In December, an episode of The Whole Story with Anderson Cooper titled “AI and the Future of Humanity” aired. In the opening sequence, Anderson Cooper addressed the increasing presence of AI in fields such as the military and healthcare and pondered if AI could replace news anchors like him.
Plot twist, turns out they already had. Cooper revealed that the news team had inserted an AI-generated clip of him into the broadcast, which had been created in less than two months by University of California, Berkeley, School of Information professor Hany Farid and Stanford student Matyas Bohacek, who works with Farid as an undergraduate intern.
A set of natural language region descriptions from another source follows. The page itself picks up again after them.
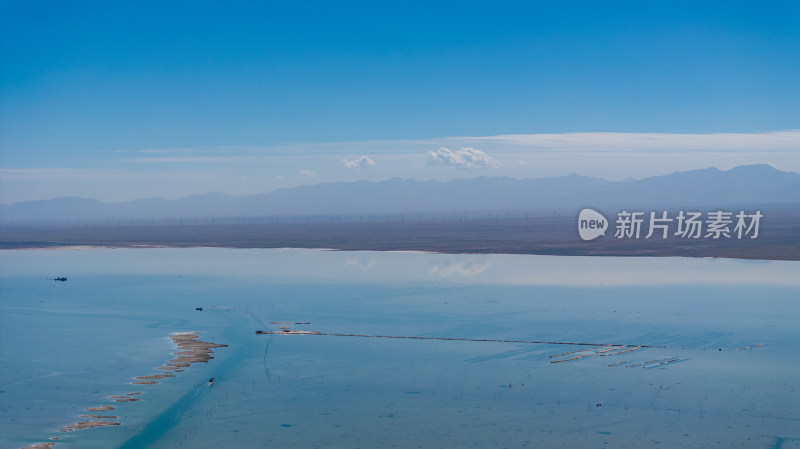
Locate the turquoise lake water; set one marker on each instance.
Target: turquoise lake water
(717, 363)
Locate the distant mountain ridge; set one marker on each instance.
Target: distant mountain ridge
(744, 185)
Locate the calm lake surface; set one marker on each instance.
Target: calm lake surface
(677, 352)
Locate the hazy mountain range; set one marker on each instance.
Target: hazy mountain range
(706, 188)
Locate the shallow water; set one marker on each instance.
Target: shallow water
(66, 346)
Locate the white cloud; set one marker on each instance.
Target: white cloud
(308, 174)
(361, 162)
(464, 158)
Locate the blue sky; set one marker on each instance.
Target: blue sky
(122, 100)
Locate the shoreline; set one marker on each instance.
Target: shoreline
(760, 255)
(189, 350)
(778, 239)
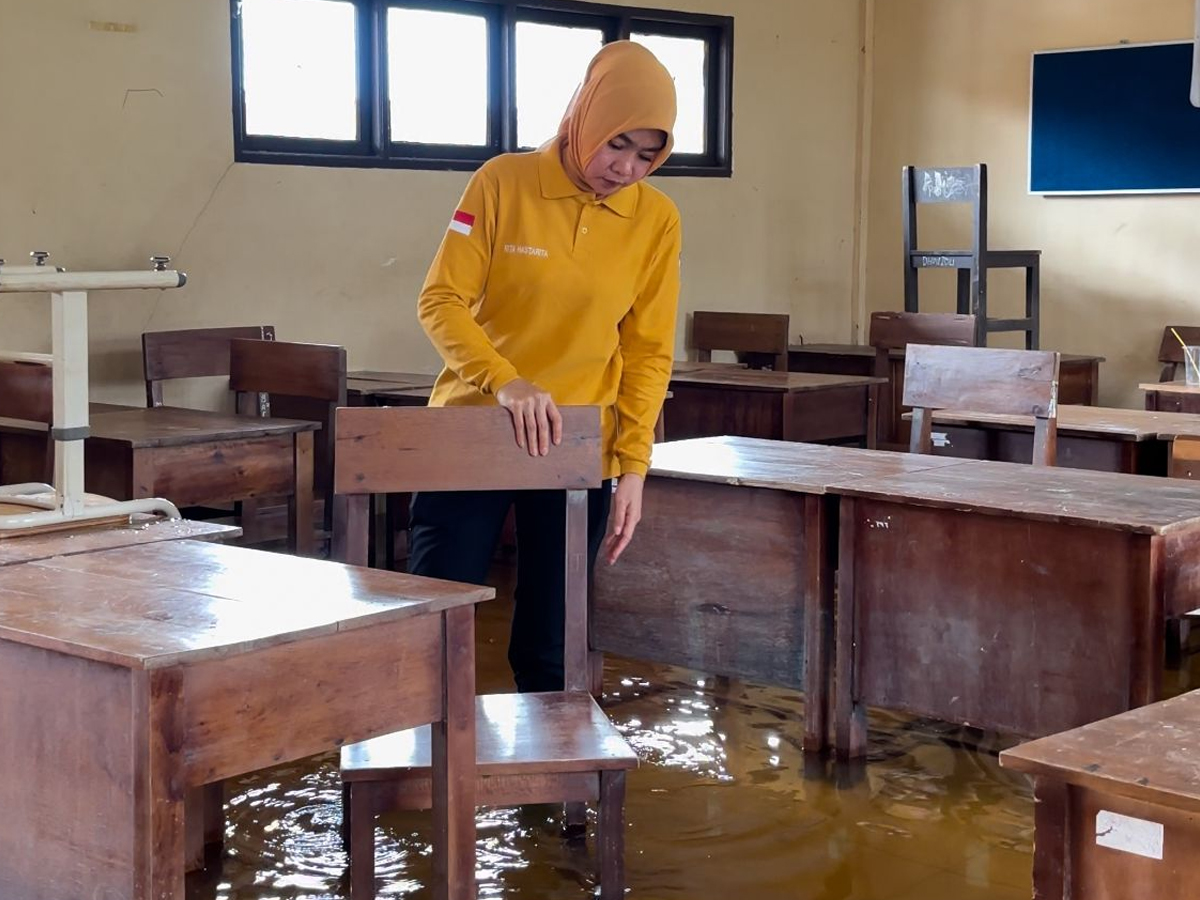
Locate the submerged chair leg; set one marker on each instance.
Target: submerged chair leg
(575, 825)
(361, 845)
(611, 835)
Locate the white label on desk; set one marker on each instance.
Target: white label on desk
(1128, 834)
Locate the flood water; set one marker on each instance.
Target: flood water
(721, 807)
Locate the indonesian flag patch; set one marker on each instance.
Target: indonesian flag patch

Farid and Bohacek documented the process of building an AI-replica of Cooper in an article for the journal Proceedings of the National Academy of Sciences (PNAS). In the article, the two shared that the procedure was shockingly simple. “None of these details required any significant innovations,” they wrote. Instead, they relied on existing examples of Cooper’s voice pulled from YouTube and then cloned his voice using technology from ElevenLabs. Once cloned, they fed the script to the voice model and were able to generate an audio clip of the anchor.
Then came the visual part. The audio clip had to be synced with a previously recorded video clip of Cooper and required facial modification to be consistent with the new audio. To do so, the two used various open-source programs to generate a new mouth region for each video frame, enhance the quality of this new region, and replace the original face with the newly generated one.
“Right now, those with a large digital footprint — like Anderson Cooper — are more vulnerable to having their likeness copied. We have little doubt, however, that these limitations will soon be overcome with the next generation of software tools — tools that, even over the two months we worked on this project, evolved at a surprisingly fast pace,” Farid and Bohacek noted.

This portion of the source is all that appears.